De l’engagement politique à l’adoption parlementaire
Depuis son indépendance en 2011, le Soudan du Sud s’efforce de reconstruire ses institutions après des années de conflit. Dans le cadre de ces efforts, l’Assemblée législative nationale de transition (TNLA) a adopté la Résolution n° 29/2025 approuvant la Déclaration de paix et de cessation de la guerre (DPCW), renforçant ainsi le cadre juridique et institutionnel du pays en faveur de la paix.
Proclamée par HWPL en 2016, la DPCW est un cadre composé de 10 articles et 38 clauses qui présente des principes visant à prévenir les conflits, promouvoir le règlement pacifique des différends, renforcer la coopération internationale et favoriser une culture de paix. Depuis lors, elle sert de base au dialogue avec les gouvernements, les experts juridiques et les organisations de la société civile sur les approches institutionnelles en faveur de la paix.
Un soutien unanime des trois pouvoirs de l’État
Cette résolution est l’aboutissement de plusieurs années de dialogue, débutant par des consultations avec le pouvoir judiciaire, suivies du soutien apporté à la DPCW par le président Salva Kiir Mayardit en 2024, puis de son adoption par le Parlement en 2025. Ce processus témoigne du soutien apporté à la DPCW par les pouvoirs exécutif, judiciaire et législatif du Soudan du Sud.

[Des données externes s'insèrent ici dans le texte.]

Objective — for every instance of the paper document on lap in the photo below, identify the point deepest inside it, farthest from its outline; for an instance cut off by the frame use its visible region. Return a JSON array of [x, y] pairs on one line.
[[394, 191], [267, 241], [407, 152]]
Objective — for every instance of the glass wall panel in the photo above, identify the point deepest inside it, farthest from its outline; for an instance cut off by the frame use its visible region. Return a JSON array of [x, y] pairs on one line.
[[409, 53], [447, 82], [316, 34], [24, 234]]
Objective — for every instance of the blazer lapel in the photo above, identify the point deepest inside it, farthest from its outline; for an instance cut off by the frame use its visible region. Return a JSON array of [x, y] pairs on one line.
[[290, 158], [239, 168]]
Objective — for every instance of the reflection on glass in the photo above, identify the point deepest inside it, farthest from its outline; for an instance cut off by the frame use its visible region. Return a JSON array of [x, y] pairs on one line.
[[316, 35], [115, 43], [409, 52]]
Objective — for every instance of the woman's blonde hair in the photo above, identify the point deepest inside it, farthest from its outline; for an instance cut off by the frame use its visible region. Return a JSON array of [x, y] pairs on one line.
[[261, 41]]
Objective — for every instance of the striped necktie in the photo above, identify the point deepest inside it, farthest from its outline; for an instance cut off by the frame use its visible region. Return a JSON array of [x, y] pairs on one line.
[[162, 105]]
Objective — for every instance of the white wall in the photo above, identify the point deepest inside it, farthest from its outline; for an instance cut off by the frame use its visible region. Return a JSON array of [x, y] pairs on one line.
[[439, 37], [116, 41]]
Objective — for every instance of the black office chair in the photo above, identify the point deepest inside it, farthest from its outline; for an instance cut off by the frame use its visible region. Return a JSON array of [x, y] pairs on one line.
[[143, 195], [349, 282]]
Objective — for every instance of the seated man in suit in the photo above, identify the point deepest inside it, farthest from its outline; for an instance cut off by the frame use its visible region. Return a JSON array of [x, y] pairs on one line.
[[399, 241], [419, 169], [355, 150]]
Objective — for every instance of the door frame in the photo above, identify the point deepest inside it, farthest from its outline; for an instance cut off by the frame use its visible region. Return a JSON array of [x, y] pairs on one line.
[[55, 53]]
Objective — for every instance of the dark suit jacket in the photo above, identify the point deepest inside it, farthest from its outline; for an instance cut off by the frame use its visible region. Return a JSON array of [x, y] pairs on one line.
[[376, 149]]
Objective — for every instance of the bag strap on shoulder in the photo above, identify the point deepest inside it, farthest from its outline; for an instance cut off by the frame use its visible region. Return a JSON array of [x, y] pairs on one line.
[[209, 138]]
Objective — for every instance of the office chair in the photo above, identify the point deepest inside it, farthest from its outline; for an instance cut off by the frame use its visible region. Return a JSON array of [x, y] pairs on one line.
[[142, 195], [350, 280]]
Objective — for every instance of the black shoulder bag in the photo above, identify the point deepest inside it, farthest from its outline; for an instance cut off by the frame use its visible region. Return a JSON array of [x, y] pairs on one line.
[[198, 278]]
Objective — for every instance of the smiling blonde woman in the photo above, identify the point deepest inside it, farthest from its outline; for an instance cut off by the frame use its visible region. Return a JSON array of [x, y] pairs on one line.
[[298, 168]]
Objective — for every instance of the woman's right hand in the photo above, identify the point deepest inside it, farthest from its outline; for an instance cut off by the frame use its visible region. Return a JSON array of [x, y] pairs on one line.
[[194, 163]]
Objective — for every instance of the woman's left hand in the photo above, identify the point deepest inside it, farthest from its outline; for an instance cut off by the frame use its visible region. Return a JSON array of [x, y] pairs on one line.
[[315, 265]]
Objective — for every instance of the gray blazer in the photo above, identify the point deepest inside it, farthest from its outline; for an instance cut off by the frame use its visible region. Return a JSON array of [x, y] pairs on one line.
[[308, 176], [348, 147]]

Un processus législatif fondé sur la délibération
La résolution a été examinée lors de la 15ᵉ séance ordinaire de la TNLA, le 15 septembre 2025, au cours de laquelle les parlementaires ont étudié tant son fondement juridique que ses implications pratiques.
Certains députés se sont interrogés sur l’opportunité pour le Parlement d’approuver un document élaboré par une organisation de la société civile sud-coréenne plutôt que par une organisation intergouvernementale telle que les Nations Unies (ONU) ou l’Union africaine (UA). Ils ont également demandé des précisions concernant sa portée juridique.
En réponse, l’honorable Bona Deng Lawrence, président de la Commission permanente pour la paix et la réconciliation, a expliqué que les ministères des Affaires étrangères et de la Justice avaient procédé à un examen juridique complet de la DPCW et n’avaient identifié aucun obstacle légal à la présentation de cette résolution.
À l’issue de cet examen, les parlementaires sont convenus qu’une paix durable nécessite non seulement des accords politiques, mais aussi des fondements juridiques et institutionnels solides.
Le Parlement a finalement débattu de la proposition selon ses propres procédures législatives avant d’adopter la résolution par consensus, illustrant ainsi l’engagement du Soudan du Sud à promouvoir la paix à travers ses institutions constitutionnelles.
Les dirigeants à l’origine de cette résolution
Pour l’honorable Jemma Nunu Kumba, première femme présidente du Parlement, la paix a toujours été intimement liée à la survie. Ayant connu le déplacement forcé pendant la guerre civile et vu plusieurs accords de paix échouer, elle considère désormais la DPCW comme un cadre concret permettant de bâtir une paix durable.
«« Les ressources du gouvernement ne suffisent pas, à elles seules, pour mettre en œuvre les accords de paix. La DPCW est désormais un outil essentiel pour nous. Elle complète les efforts du gouvernement et fournit un cadre concret pour permettre la réinstallation des nombreuses personnes déplacées qui doivent retrouver leur foyer. »»
— Hon. Jemma Nunu Kumba, ancienne présidente du Parlement
Pour l’honorable Bona Deng Lawrence, la consolidation de la paix revêt également une dimension profondément personnelle. Son père, seul survivant de l’équipe de négociation de l’Accord d’Addis-Abeba de 1972, a consacré sa vie à la paix après ces négociations. Inspiré par cet héritage ainsi que par des décennies de conflit, Lawrence défend une consolidation de la paix menée par la nation elle-même, fondée sur les institutions juridiques et les valeurs communes.
«« Notre pays n’a jamais connu la douceur de la paix. Nous avons suffisamment souffert de la guerre, qui a détruit des générations entières de notre peuple. Il est maintenant temps d’essayer la paix. Les 10 articles et les 38 clauses de la DPCW reposent fondamentalement sur les droits de l’homme et les valeurs universelles dont notre nation a besoin. »»
— Hon. Bona Deng Lawrence, président de la Commission permanente pour la paix et la réconciliation.